Husam ve a sus hijos enflaquecer —todos están muy delgados— día a día y ha soportado que los más pequeños lloren de hambre algunas mañanas. La familia ha visto transformarse el entorno que les rodea hasta hacerse algo irreconocible: “Este no es nuestro país, no es nuestro barrio, no es nuestra patria. Antes, nuestro pueblo era solidario, nos ayudábamos unos a otros, pero ahora, desde que empezó la hambruna, cada día que pasa cada uno se preocupa más por lo suyo, por dar de comer a sus hijos. Por eso este país empieza a no ser el nuestro. Incluso la vida con los vecinos ha cambiado: ya no es como antes. Nos ayudamos, pero no es como antes. Cada uno mira primero por uno mismo y por hacer que sobrevivan los suyos”.

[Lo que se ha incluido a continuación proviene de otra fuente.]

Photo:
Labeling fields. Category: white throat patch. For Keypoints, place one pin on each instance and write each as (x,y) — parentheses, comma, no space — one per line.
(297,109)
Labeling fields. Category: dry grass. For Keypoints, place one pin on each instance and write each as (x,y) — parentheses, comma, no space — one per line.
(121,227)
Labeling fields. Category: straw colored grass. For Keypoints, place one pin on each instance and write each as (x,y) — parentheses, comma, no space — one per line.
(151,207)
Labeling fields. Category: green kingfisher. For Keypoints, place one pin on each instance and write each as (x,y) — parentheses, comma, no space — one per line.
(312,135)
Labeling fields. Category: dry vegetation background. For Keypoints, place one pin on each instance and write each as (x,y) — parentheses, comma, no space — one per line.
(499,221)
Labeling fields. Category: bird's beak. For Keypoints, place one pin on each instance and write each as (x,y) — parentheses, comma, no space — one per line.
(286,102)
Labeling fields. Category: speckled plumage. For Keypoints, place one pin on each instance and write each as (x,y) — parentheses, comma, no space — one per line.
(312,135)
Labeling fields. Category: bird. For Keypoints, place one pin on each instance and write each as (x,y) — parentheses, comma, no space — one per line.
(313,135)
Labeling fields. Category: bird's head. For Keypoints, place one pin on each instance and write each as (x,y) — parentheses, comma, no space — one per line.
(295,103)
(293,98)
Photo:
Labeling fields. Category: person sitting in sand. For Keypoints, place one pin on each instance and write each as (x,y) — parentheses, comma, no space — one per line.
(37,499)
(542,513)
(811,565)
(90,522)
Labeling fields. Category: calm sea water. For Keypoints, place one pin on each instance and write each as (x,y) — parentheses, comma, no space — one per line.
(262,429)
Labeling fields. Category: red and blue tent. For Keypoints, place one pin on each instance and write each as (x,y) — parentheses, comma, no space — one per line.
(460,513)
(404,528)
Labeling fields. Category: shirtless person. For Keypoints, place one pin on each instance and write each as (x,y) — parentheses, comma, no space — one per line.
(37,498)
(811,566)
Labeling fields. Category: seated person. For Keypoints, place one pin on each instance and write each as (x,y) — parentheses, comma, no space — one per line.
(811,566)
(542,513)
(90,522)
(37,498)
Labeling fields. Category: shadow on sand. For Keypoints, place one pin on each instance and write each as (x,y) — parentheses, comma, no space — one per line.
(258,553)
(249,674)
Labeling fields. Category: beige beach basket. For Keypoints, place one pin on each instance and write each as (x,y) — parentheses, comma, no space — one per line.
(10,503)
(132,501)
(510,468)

La familia de Husam, unida como una piña, fuerte a pesar de todo, trata de conjurar la desgracia de la guerra desatada por Israel y mirar hacia el futuro, esté donde esté. Un ejemplo. Hala, la hija, de 18 años, ha cursado primero de Ingeniería Informática en la universidad de Palestina. Lo ha hecho a distancia, sola, sin ver a profesores o a compañeros en persona, en esa casa sin cristales, sin agua corriente y con muy poca comida, aprovechando los ratos en los que el móvil funcionaba y accedía a internet.